Eating dwarf spheroidal galaxies is one thing. Major mergers are far more explosive, far more traumatic. The Milky Way is due for one several billion years from now with none other than the most famous galaxy in the sky, the Andromeda Galaxy (M31). This largest member of the Local Group, a favorite of backyard observers, is moving toward the Milky Way at about 250,000 mph (400,000 km/h). At this speed, 3 to 4 billion years from now, the two giant spirals will begin to merge. The result may resemble the Antennae or Mice galaxies we now see locked in embrace.

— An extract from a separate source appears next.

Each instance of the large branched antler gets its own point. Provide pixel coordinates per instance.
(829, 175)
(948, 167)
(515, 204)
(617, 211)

t’s quite likely to be a rather messy affair,” says Mackey of the future Andromeda encounter. “The gravitational forces between the two galaxies will distort and disrupt them both, sending vast plumes of stars out into intergalactic space, never to return. The first close pass will excite tidal tails and will also probably result in a ‘bridge’ of stars between the Milky Way and Andromeda.”
Mackey further explains: “After the first close pass, the galaxies will move apart and then fall back together a second time, sending out more stellar streams and further disrupting each galaxy. This cycle will occur several additional times, producing ever more complex patterns of ejected stars.”
The interaction will hurl stars, dust clouds, gas, and planets into space, but each pass will bring the two distorted galaxies closer. “Eventually, the densest regions of the two galaxies will merge, surrounded by a complicated mixed halo of stars,” Mackey says.
Those will be exciting times for inhabitants of the Milky Way.